A coup for patriotism in time of war! And a sign that the heavens are with us, as is natural, given the Emperor's divinity.

Thousands crowd Independence Square to hear National Defence Force Captain Jun Tazaki, speaking from the Defence Ministry's main balcony. Facing him across the square, eye to eye despite Tazaki's two-story elevation, a giant golden Buddha statue.

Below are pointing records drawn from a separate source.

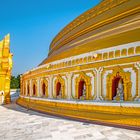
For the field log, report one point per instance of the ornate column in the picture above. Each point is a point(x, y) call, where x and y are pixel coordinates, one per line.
point(26, 92)
point(69, 85)
point(38, 88)
point(99, 84)
point(30, 85)
point(50, 86)
point(137, 65)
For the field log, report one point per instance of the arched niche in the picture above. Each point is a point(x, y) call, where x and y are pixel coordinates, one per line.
point(44, 88)
point(28, 89)
point(59, 88)
point(112, 84)
point(34, 88)
point(83, 87)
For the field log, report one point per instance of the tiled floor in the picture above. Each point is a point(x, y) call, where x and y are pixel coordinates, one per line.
point(17, 123)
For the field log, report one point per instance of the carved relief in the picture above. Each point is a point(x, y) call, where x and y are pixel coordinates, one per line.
point(115, 77)
point(59, 87)
point(85, 80)
point(44, 87)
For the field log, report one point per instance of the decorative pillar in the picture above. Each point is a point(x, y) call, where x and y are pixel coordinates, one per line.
point(137, 65)
point(50, 86)
point(38, 88)
point(26, 92)
point(99, 84)
point(69, 85)
point(30, 85)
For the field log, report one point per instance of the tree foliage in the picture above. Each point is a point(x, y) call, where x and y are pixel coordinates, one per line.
point(15, 82)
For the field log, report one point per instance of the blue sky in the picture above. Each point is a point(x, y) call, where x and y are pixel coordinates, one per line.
point(33, 24)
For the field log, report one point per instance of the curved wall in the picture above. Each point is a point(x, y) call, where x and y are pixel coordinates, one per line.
point(79, 78)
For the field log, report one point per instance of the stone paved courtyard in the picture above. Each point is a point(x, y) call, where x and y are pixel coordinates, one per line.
point(17, 123)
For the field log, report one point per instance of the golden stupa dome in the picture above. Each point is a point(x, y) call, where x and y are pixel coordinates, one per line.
point(110, 23)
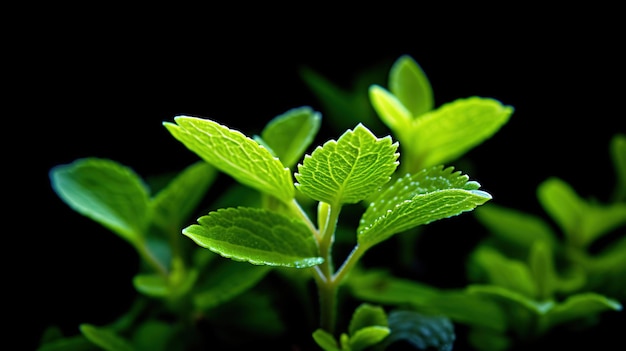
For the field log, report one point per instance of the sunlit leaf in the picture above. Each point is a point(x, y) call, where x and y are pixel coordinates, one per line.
point(173, 205)
point(290, 134)
point(104, 338)
point(257, 236)
point(582, 222)
point(235, 154)
point(107, 192)
point(391, 111)
point(348, 170)
point(448, 132)
point(408, 82)
point(418, 199)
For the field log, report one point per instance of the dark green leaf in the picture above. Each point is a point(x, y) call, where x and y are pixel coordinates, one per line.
point(175, 203)
point(104, 338)
point(227, 280)
point(420, 331)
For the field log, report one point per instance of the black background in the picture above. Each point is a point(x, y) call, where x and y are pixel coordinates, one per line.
point(101, 85)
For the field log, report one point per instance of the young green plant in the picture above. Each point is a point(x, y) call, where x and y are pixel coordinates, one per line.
point(354, 168)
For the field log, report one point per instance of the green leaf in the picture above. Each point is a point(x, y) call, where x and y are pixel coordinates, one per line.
point(618, 155)
point(581, 306)
point(367, 315)
point(512, 297)
point(381, 287)
point(418, 199)
point(173, 205)
point(391, 111)
point(325, 340)
point(235, 154)
point(444, 134)
point(107, 192)
point(541, 264)
point(408, 82)
point(228, 280)
point(154, 285)
point(257, 236)
point(348, 170)
point(504, 272)
point(290, 134)
point(582, 222)
point(104, 338)
point(367, 337)
point(513, 226)
point(421, 331)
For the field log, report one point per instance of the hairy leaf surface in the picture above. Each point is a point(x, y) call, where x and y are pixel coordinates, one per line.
point(348, 170)
point(235, 154)
point(257, 236)
point(413, 200)
point(107, 192)
point(448, 132)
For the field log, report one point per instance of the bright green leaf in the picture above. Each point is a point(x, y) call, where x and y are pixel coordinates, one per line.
point(348, 170)
point(174, 204)
point(229, 279)
point(451, 130)
point(104, 338)
point(618, 155)
point(367, 315)
point(235, 154)
point(325, 340)
point(367, 337)
point(418, 199)
point(107, 192)
point(408, 82)
point(513, 226)
point(257, 236)
point(290, 134)
point(582, 222)
point(391, 111)
point(421, 331)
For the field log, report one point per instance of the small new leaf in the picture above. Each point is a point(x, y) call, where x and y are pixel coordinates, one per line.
point(348, 170)
point(107, 192)
point(290, 134)
point(257, 236)
point(418, 199)
point(235, 154)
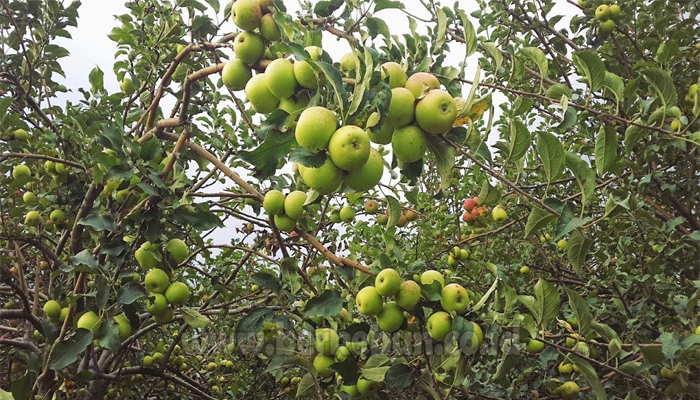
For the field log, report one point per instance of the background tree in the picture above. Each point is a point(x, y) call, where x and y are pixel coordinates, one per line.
point(395, 227)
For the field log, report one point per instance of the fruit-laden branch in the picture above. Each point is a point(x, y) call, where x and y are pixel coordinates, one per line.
point(501, 178)
point(5, 156)
point(330, 255)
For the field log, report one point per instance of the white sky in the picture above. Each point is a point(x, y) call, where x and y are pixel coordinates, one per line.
point(91, 47)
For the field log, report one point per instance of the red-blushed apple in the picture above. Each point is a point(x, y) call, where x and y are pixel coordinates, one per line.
point(409, 143)
point(315, 128)
point(420, 82)
point(236, 74)
point(349, 148)
point(401, 107)
point(395, 72)
point(324, 179)
point(258, 94)
point(249, 47)
point(369, 175)
point(436, 113)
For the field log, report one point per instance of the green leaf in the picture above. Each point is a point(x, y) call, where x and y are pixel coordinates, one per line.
point(548, 300)
point(251, 324)
point(444, 159)
point(581, 312)
point(489, 195)
point(605, 149)
point(578, 249)
point(66, 352)
point(540, 60)
point(99, 223)
point(326, 305)
point(585, 176)
point(131, 292)
point(538, 219)
point(519, 140)
point(552, 154)
point(470, 35)
point(398, 376)
point(590, 375)
point(662, 83)
point(567, 221)
point(590, 66)
point(194, 319)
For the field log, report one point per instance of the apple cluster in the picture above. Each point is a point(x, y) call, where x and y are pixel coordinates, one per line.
point(607, 15)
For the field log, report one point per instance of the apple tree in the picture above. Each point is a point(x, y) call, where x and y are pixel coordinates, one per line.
point(499, 201)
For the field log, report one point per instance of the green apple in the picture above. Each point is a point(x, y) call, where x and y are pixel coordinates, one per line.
point(164, 317)
point(147, 256)
point(246, 14)
point(347, 64)
point(32, 218)
point(21, 171)
point(408, 295)
point(156, 281)
point(294, 204)
point(315, 128)
point(124, 326)
point(273, 203)
point(394, 71)
point(21, 135)
point(409, 143)
point(368, 301)
point(382, 135)
point(284, 223)
point(561, 245)
point(324, 179)
point(436, 113)
point(29, 198)
point(280, 78)
point(534, 346)
point(127, 86)
point(390, 318)
point(342, 354)
point(347, 214)
point(52, 309)
point(421, 82)
point(177, 293)
point(327, 341)
point(157, 304)
point(615, 12)
point(454, 297)
point(349, 148)
point(89, 321)
point(602, 13)
point(269, 28)
point(177, 249)
point(606, 27)
point(322, 364)
point(439, 325)
point(249, 47)
point(429, 276)
point(351, 391)
point(569, 390)
point(260, 96)
point(401, 107)
point(57, 216)
point(369, 175)
point(387, 282)
point(62, 169)
point(294, 104)
point(499, 214)
point(236, 74)
point(367, 388)
point(304, 73)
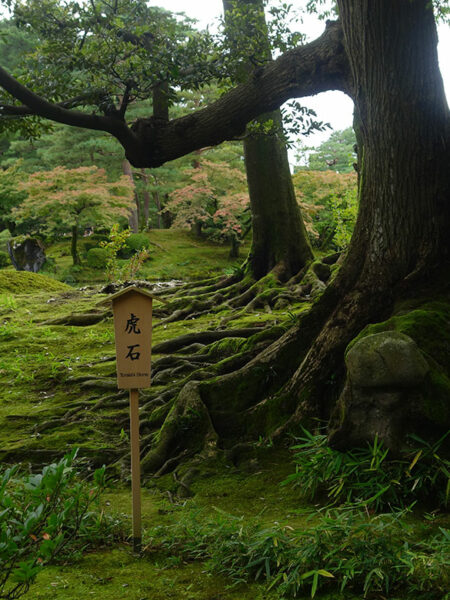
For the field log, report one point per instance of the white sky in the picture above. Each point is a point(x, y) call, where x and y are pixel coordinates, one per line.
point(332, 107)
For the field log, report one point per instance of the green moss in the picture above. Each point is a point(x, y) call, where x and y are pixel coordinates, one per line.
point(226, 347)
point(429, 326)
point(23, 282)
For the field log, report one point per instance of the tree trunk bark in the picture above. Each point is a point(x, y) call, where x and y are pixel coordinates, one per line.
point(133, 219)
point(400, 247)
point(280, 242)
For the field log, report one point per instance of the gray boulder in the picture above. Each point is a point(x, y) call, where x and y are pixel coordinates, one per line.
point(383, 396)
point(387, 359)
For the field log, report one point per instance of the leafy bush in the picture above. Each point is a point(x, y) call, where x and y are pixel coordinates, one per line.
point(49, 266)
point(97, 258)
point(46, 516)
point(134, 243)
point(4, 259)
point(341, 549)
point(88, 246)
point(5, 235)
point(116, 245)
point(370, 475)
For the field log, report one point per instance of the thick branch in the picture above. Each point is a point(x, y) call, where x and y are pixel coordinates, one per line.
point(43, 108)
point(316, 67)
point(10, 110)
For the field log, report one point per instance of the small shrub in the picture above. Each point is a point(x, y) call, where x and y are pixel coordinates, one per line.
point(340, 550)
point(370, 475)
point(46, 516)
point(4, 259)
point(97, 258)
point(88, 246)
point(5, 236)
point(49, 266)
point(134, 243)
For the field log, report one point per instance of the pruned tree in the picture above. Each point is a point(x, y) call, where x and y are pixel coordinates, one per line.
point(65, 200)
point(383, 55)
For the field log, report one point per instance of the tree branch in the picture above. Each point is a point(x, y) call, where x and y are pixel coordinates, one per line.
point(317, 67)
point(43, 108)
point(10, 110)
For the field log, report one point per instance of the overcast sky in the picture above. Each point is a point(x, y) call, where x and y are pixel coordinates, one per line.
point(332, 107)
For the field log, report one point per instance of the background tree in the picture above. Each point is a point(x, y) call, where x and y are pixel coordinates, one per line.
point(214, 199)
point(337, 153)
point(280, 243)
point(10, 196)
point(383, 55)
point(67, 200)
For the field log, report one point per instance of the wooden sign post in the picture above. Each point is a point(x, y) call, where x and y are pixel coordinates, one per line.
point(132, 309)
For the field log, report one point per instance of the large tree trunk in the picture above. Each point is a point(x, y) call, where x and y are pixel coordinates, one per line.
point(400, 245)
point(133, 219)
point(400, 248)
point(280, 242)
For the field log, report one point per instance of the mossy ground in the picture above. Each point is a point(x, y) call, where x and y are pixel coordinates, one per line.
point(174, 254)
point(48, 370)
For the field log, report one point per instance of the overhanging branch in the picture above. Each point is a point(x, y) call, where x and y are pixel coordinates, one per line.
point(307, 70)
point(57, 112)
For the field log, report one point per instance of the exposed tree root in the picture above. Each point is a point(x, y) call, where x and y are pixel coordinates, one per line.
point(296, 379)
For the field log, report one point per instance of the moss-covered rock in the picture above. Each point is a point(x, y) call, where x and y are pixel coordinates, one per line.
point(389, 358)
point(398, 380)
point(24, 282)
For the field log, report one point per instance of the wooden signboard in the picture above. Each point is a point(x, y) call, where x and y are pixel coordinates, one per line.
point(133, 332)
point(132, 309)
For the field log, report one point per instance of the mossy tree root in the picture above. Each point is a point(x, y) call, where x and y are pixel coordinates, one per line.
point(80, 319)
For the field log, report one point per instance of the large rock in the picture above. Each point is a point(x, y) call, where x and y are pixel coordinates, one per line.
point(391, 390)
point(386, 359)
point(27, 254)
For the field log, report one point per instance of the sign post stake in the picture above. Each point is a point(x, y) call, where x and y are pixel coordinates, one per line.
point(132, 309)
point(135, 470)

The Captain, a member of the Pangkai, Pyeki's Parliament, launched into his address with the highest praise for the Emperor and the prosperity and power enjoyed by the Pyekan Kuogu under his watch. His attention soon turned to India, Pyeki's neighbour, and the world's most populace nation, a hundred million citizens clear of the second, another neighbour, the Mongolian Empire.

India was Pyeki's barbarian at the gate, so it would seem from Tazaki's address. Delhi, he said, was the world's biggest sponsor of terrorism, and, worse, a western lapdog.

But, never fear, humble subjects of the Empire, for Pyeki is stronger than the beast! Tazaki describes to the ignorant masses that India has fractionally more than four times the Empire's population, but that its economy is less productive, with each Indian representing $2,500 or less through the last year, compared with at least $4,300 for each Pyekan. This lead has been held for years, as can be seen in Pyeki's superior industry that supports her invincible military!

Still, while the Captain applauds the Emperor's wisdom and the people's hard work in achieving a better than 5% growth rate over that last year, he makes no mention of India's probably more than 7% increase in the same period, moving on instead to his comfort-zone, the National Defence Forces.

"Thais never gave up their independence, Indonesians and Burmese fought to regain theirs, and Indians, Indians bought it with mercenary service to their Christian masters and a timid wait for the white men to hand it over!"

The crowd politely applauded to show agreement. "That's true, that's true" they said, "Indians are more interested in saving their own skin than standing up for their country. The only brave ones stayed in Burma with the Indian National Army." Tazaki now assured Pyeki of victory. India would be put in her place, for sure!

"Their heroes are made by picking up salt! Our heroes shall salt the earth from Karachi to Chennai!"

The crowd gave a single, "Hurrah!" in impressive unision.

"They shall be picking up salt for a thousand years!" He exclaimed.

After that, Tazaki could no longer go on, drowned out by the chanting of the spectators, more than forty-thousand strong. He simply raised his hands and nodded in appreciation of them as a large imperial banner was unfurled below the balcony.

"Richest State with Powerful Army! Richest State with Powerful Army!"